Lamanna

Monday, March 5, 2007
7:30 p.m., in Albright Auditorium

Hunting Dinosaurs on Four Continents

Young paleontologist Matt Lamanna ’97 is on the fast track. Just three years after graduating from Hobart, he traveled to the Sahara Desert with a team that uncovered one of the largest animals ever to walk the earth – the giant sauropod dinosaur Paralititan stromeri. The discovery of this long-necked plant eater, with a length of 80-plus feet and weighing in at nearly 50 tons, was hailed as one of the most significant paleontological finds of recent history. The expedition was funded by the A&E network and resulted in Lamanna's being featured in a two-hour documentary, “The Lost Dinosaurs of Egypt,” and a companion book by the same title published by Random House.

Since then, Lamanna’s fieldwork has taken him to Asia, where he recently made a big splash as part of a team that discovered a primitive amphibious bird in the mountains of northwestern China. The young scientist’s field work also has included multiple expeditions to the southern end of South America and the western United States. This summer he plans to begin research on a fifth continent as well, when he joins his colleague Steve Salisbury on a dig in the remote Australian outback. Through this work, Lamanna has developed a reputation as a pivotal contributor to the understanding of how dinosaurs and their environments evolved through time.

His extraordinary success has landed Lamanna one of the top jobs in his profession as the assistant curator of vertebrate paleontology at Carnegie Museum of Natural History in Pittsburgh.

On Monday, March 5, this young scientist will return to his alma mater to join the President’s Forum Series and give a talk titled “Hunting Dinosaurs on Four Continents” at 7:30 p.m. in the Sanford Room of the Warren Hunting Smith Library.

In his talk, Lamanna is expected to highlight his discoveries, sharing photos of some of the new species of dinosaurs and fossil birds that he and his colleagues have unearthed in China, Argentina, and Egypt, as well as discuss his plans for the summer in Australia.

In addition to his field work and duties as assistant curator, Lamanna is the lead scientific adviser on Dinosaurs in Their World, the Carnegie Museum of Natural History’s forthcoming exhibit that will nearly triple the size of the Museum’s former Dinosaur Hall. Scheduled to open in the fall, this exhibit will range over 25,552 square feet, enough space to display at least 15 mounted, mostly original dinosaur skeletons and more than 200 other ancient plants and animals in a way that captures them in their habitats as never before.

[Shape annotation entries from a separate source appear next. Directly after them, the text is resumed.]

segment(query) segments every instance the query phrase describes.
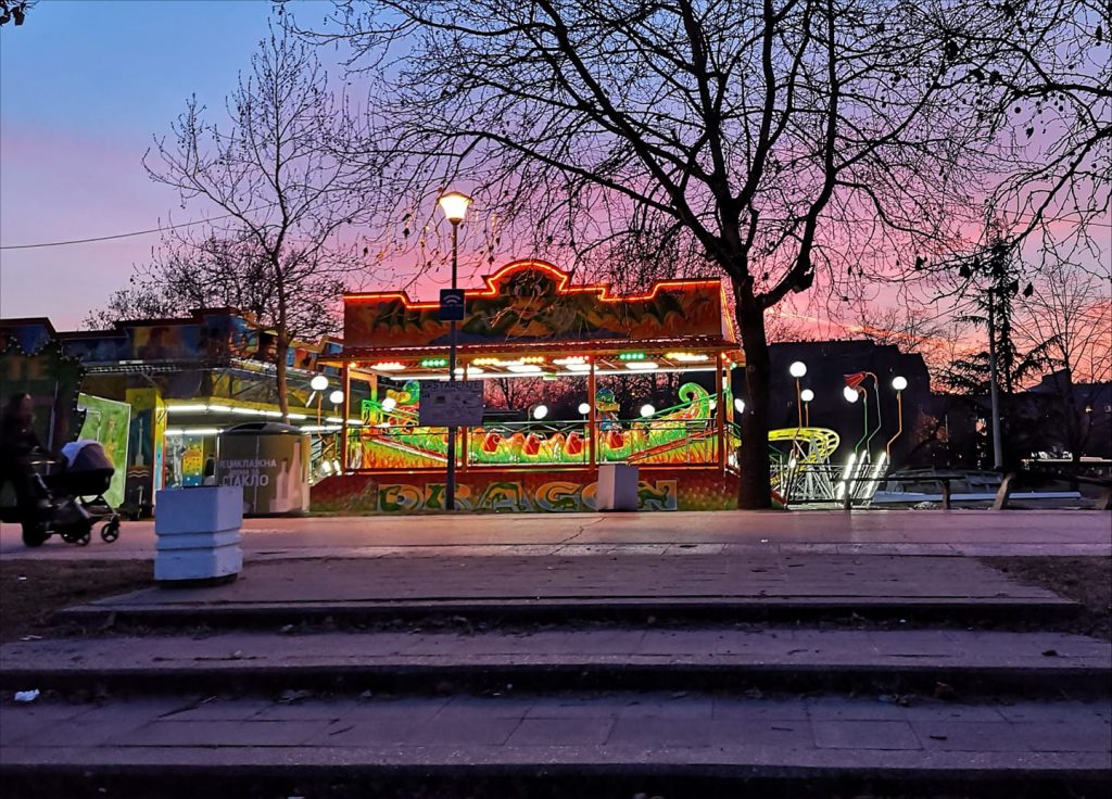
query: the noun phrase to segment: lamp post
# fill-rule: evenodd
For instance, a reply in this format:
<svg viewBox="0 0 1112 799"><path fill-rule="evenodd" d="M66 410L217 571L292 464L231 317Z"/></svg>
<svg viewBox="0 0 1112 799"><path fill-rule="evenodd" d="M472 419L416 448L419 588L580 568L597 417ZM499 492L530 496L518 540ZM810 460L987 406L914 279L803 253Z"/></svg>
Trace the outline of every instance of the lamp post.
<svg viewBox="0 0 1112 799"><path fill-rule="evenodd" d="M896 390L896 415L900 426L896 429L896 435L890 438L884 446L884 453L888 457L890 463L892 462L892 442L903 435L903 392L907 388L907 378L901 376L892 378L892 388Z"/></svg>
<svg viewBox="0 0 1112 799"><path fill-rule="evenodd" d="M803 421L804 427L811 427L811 400L815 398L815 392L811 389L803 389L800 392L800 399L803 400Z"/></svg>
<svg viewBox="0 0 1112 799"><path fill-rule="evenodd" d="M451 288L456 288L456 268L459 261L459 223L467 216L471 198L458 191L440 194L437 200L445 219L451 222ZM456 320L448 331L448 382L456 382ZM448 427L448 485L445 487L445 507L456 509L456 427Z"/></svg>
<svg viewBox="0 0 1112 799"><path fill-rule="evenodd" d="M803 427L803 398L800 391L800 378L807 373L807 364L803 361L794 361L787 371L795 378L795 410L800 415L800 423L796 427Z"/></svg>
<svg viewBox="0 0 1112 799"><path fill-rule="evenodd" d="M309 388L317 394L317 427L320 427L320 406L325 401L325 389L328 388L328 378L324 374L315 374L309 381ZM309 398L312 401L312 398Z"/></svg>

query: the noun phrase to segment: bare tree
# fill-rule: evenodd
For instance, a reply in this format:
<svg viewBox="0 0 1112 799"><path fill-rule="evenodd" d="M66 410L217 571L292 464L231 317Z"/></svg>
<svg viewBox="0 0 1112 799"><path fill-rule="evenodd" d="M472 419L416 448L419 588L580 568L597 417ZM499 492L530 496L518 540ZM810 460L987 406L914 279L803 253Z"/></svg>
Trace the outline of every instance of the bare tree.
<svg viewBox="0 0 1112 799"><path fill-rule="evenodd" d="M520 249L573 263L667 233L731 281L751 402L742 507L770 503L765 312L911 272L956 237L987 137L941 29L903 0L338 2L324 41L379 80L357 147L396 200L460 183ZM388 153L389 158L381 156ZM516 227L515 227L516 226ZM947 227L950 226L950 227ZM512 231L515 236L510 236ZM525 243L528 242L528 243Z"/></svg>
<svg viewBox="0 0 1112 799"><path fill-rule="evenodd" d="M206 119L191 99L156 138L143 164L151 179L176 188L182 204L201 201L221 212L201 241L235 242L229 262L237 280L260 270L262 306L276 333L277 391L288 413L286 358L295 324L295 294L318 279L340 278L356 266L340 234L358 222L366 197L353 190L353 166L334 157L347 108L329 90L311 50L285 32L260 44L251 70L227 100L227 128ZM224 246L224 244L221 244ZM240 259L240 256L242 258ZM249 277L248 277L249 279Z"/></svg>
<svg viewBox="0 0 1112 799"><path fill-rule="evenodd" d="M1030 344L1050 342L1061 368L1050 377L1060 438L1074 462L1092 438L1092 411L1102 383L1112 380L1112 298L1100 281L1059 263L1036 281L1016 314L1016 337Z"/></svg>
<svg viewBox="0 0 1112 799"><path fill-rule="evenodd" d="M339 330L344 281L329 269L287 279L286 327L290 339L316 339ZM130 284L86 318L90 328L121 319L182 316L196 308L235 308L276 328L278 281L255 239L177 239L163 242L150 263L133 270Z"/></svg>
<svg viewBox="0 0 1112 799"><path fill-rule="evenodd" d="M1063 239L1073 247L1095 243L1104 258L1093 262L1106 262L1112 4L965 7L969 21L950 37L950 54L966 74L970 102L1004 146L1005 170L990 196L989 218L1004 220L1016 240L1040 232L1044 247L1056 249Z"/></svg>
<svg viewBox="0 0 1112 799"><path fill-rule="evenodd" d="M38 0L0 0L0 26L13 23L17 28L27 19L27 12Z"/></svg>

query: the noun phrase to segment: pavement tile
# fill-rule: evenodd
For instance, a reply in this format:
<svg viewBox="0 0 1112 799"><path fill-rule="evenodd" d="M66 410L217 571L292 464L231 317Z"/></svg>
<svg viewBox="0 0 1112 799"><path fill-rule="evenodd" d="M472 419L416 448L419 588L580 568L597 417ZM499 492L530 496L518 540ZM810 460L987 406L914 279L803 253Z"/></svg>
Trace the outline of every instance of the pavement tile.
<svg viewBox="0 0 1112 799"><path fill-rule="evenodd" d="M712 742L726 747L781 747L814 749L808 719L759 719L712 721Z"/></svg>
<svg viewBox="0 0 1112 799"><path fill-rule="evenodd" d="M834 721L814 719L820 749L922 749L906 721Z"/></svg>
<svg viewBox="0 0 1112 799"><path fill-rule="evenodd" d="M594 747L606 742L616 718L523 719L506 741L509 747Z"/></svg>
<svg viewBox="0 0 1112 799"><path fill-rule="evenodd" d="M0 746L11 746L52 725L87 712L86 705L0 706Z"/></svg>
<svg viewBox="0 0 1112 799"><path fill-rule="evenodd" d="M807 699L807 716L814 721L903 721L905 709L876 698L845 699L820 697Z"/></svg>
<svg viewBox="0 0 1112 799"><path fill-rule="evenodd" d="M469 719L523 719L536 705L533 697L455 697L433 718L436 723Z"/></svg>
<svg viewBox="0 0 1112 799"><path fill-rule="evenodd" d="M80 719L69 719L50 723L32 735L20 740L20 746L24 747L101 747L117 746L122 740L129 738L136 730L142 729L150 722L149 717L121 716L118 718L106 717L97 722L81 721Z"/></svg>
<svg viewBox="0 0 1112 799"><path fill-rule="evenodd" d="M414 727L409 730L408 736L399 737L397 743L468 748L473 746L502 746L519 723L522 723L520 717L476 718L470 716L459 720L449 720L437 716L430 721Z"/></svg>
<svg viewBox="0 0 1112 799"><path fill-rule="evenodd" d="M546 699L537 698L536 702L525 712L526 719L616 719L628 705L628 699Z"/></svg>
<svg viewBox="0 0 1112 799"><path fill-rule="evenodd" d="M709 719L619 718L606 745L659 749L663 747L709 747L717 743Z"/></svg>
<svg viewBox="0 0 1112 799"><path fill-rule="evenodd" d="M1045 731L1044 725L1039 727ZM1007 721L913 721L912 729L931 751L1027 751L1015 725Z"/></svg>
<svg viewBox="0 0 1112 799"><path fill-rule="evenodd" d="M159 715L161 721L246 721L274 705L269 699L205 699L182 702L178 708Z"/></svg>
<svg viewBox="0 0 1112 799"><path fill-rule="evenodd" d="M952 705L939 702L904 708L909 721L1002 721L994 705Z"/></svg>
<svg viewBox="0 0 1112 799"><path fill-rule="evenodd" d="M623 719L698 719L714 717L714 699L681 691L674 696L645 695L628 699L618 713Z"/></svg>
<svg viewBox="0 0 1112 799"><path fill-rule="evenodd" d="M804 721L807 706L801 701L723 699L714 700L716 721Z"/></svg>
<svg viewBox="0 0 1112 799"><path fill-rule="evenodd" d="M1112 725L1106 720L1035 723L1017 721L1014 735L1033 752L1110 752Z"/></svg>
<svg viewBox="0 0 1112 799"><path fill-rule="evenodd" d="M271 702L251 717L255 721L337 721L351 710L346 700L311 700L306 702Z"/></svg>
<svg viewBox="0 0 1112 799"><path fill-rule="evenodd" d="M453 701L450 697L379 697L349 706L341 721L405 719L420 723L431 719L450 701Z"/></svg>
<svg viewBox="0 0 1112 799"><path fill-rule="evenodd" d="M296 747L327 721L155 721L113 740L122 747Z"/></svg>
<svg viewBox="0 0 1112 799"><path fill-rule="evenodd" d="M1076 721L1078 719L1112 718L1112 702L1021 702L997 705L997 712L1007 721Z"/></svg>
<svg viewBox="0 0 1112 799"><path fill-rule="evenodd" d="M342 718L329 722L305 739L307 747L393 747L401 740L413 740L414 730L423 721L413 718L387 716L377 719L355 720Z"/></svg>

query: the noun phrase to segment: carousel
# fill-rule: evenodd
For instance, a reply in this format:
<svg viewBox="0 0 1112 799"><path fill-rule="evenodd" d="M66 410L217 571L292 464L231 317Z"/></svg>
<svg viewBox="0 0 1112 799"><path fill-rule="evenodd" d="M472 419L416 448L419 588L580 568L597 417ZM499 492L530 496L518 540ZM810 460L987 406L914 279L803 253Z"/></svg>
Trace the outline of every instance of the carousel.
<svg viewBox="0 0 1112 799"><path fill-rule="evenodd" d="M609 462L638 467L643 510L736 507L729 370L741 352L721 280L667 280L617 296L575 284L550 263L517 261L464 296L455 378L480 381L488 401L483 423L459 431L458 508L593 510L598 468ZM449 379L449 322L439 302L400 291L344 302L334 364L344 397L364 399L345 399L342 473L314 487L312 507L440 510L448 430L423 426L420 403L430 383ZM356 381L363 390L353 390ZM517 381L534 390L513 391ZM528 407L493 407L496 386L500 405L518 393ZM665 407L632 396L645 386L657 398L662 388L673 392L657 402ZM545 402L546 393L559 401Z"/></svg>

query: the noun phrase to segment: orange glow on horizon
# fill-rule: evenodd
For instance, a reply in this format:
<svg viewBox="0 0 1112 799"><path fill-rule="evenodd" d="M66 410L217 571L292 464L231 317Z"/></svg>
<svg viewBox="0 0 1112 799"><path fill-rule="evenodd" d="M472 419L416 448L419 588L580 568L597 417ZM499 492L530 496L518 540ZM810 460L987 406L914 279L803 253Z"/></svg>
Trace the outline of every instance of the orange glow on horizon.
<svg viewBox="0 0 1112 799"><path fill-rule="evenodd" d="M574 294L574 293L596 293L598 299L603 302L629 302L629 301L645 301L655 299L662 289L678 288L684 289L687 287L696 286L722 286L722 280L719 278L705 278L702 280L659 280L653 283L653 288L647 293L642 294L631 294L628 297L612 296L609 283L594 283L594 284L582 284L582 286L569 286L572 276L568 272L560 270L559 268L548 263L546 261L536 260L520 260L512 261L506 266L502 267L494 274L488 274L483 280L486 283L486 288L483 289L464 289L464 297L497 297L498 289L497 283L503 282L506 278L510 277L515 272L525 271L527 269L538 269L544 272L548 272L552 277L556 279L556 291L562 294ZM409 298L409 294L405 291L360 291L354 293L345 293L344 301L349 300L356 302L371 302L381 301L386 299L399 299L405 303L406 308L418 309L418 310L431 310L440 307L439 300L433 301L420 301L415 302Z"/></svg>

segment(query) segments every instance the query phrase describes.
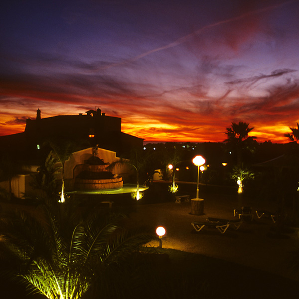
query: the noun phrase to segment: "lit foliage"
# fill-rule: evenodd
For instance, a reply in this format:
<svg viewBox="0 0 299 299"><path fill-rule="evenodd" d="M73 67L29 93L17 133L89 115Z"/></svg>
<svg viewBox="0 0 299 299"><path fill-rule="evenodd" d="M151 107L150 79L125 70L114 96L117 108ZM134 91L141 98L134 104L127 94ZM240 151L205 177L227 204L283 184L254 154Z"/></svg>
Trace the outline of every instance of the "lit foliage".
<svg viewBox="0 0 299 299"><path fill-rule="evenodd" d="M37 173L31 176L32 186L40 191L40 197L48 204L55 197L57 177L61 168L61 166L57 166L56 158L50 153L43 165L37 168Z"/></svg>
<svg viewBox="0 0 299 299"><path fill-rule="evenodd" d="M178 186L176 184L171 184L168 186L168 191L172 193L175 193L177 192Z"/></svg>
<svg viewBox="0 0 299 299"><path fill-rule="evenodd" d="M235 166L233 168L232 172L231 174L231 178L234 179L238 184L238 193L243 192L243 187L244 187L243 181L247 179L253 179L254 178L254 173L245 167L243 165L240 167Z"/></svg>
<svg viewBox="0 0 299 299"><path fill-rule="evenodd" d="M43 206L36 215L14 212L1 218L0 253L18 265L14 276L49 299L81 298L95 278L105 280L107 269L117 269L132 252L156 239L122 229L120 214L94 214L72 225L73 214L62 220Z"/></svg>
<svg viewBox="0 0 299 299"><path fill-rule="evenodd" d="M64 165L75 150L75 144L70 140L50 141L48 143L52 149L51 154L61 165L61 191L60 202L64 202Z"/></svg>
<svg viewBox="0 0 299 299"><path fill-rule="evenodd" d="M134 191L133 192L131 192L131 197L133 199L136 199L136 200L139 200L140 199L141 199L143 197L143 192L139 191L139 189L136 191Z"/></svg>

Lamanna graduated with high honors in biology and geoscience from Hobart, and went on to graduate school at the University of Pennsylvania, where he studied dinosaur paleontology in the Department of Earth and Environmental Science and earned a master of science and his Ph.D.

This information is accurate for the time period that this person(s) spoke at Hobart and William Smith.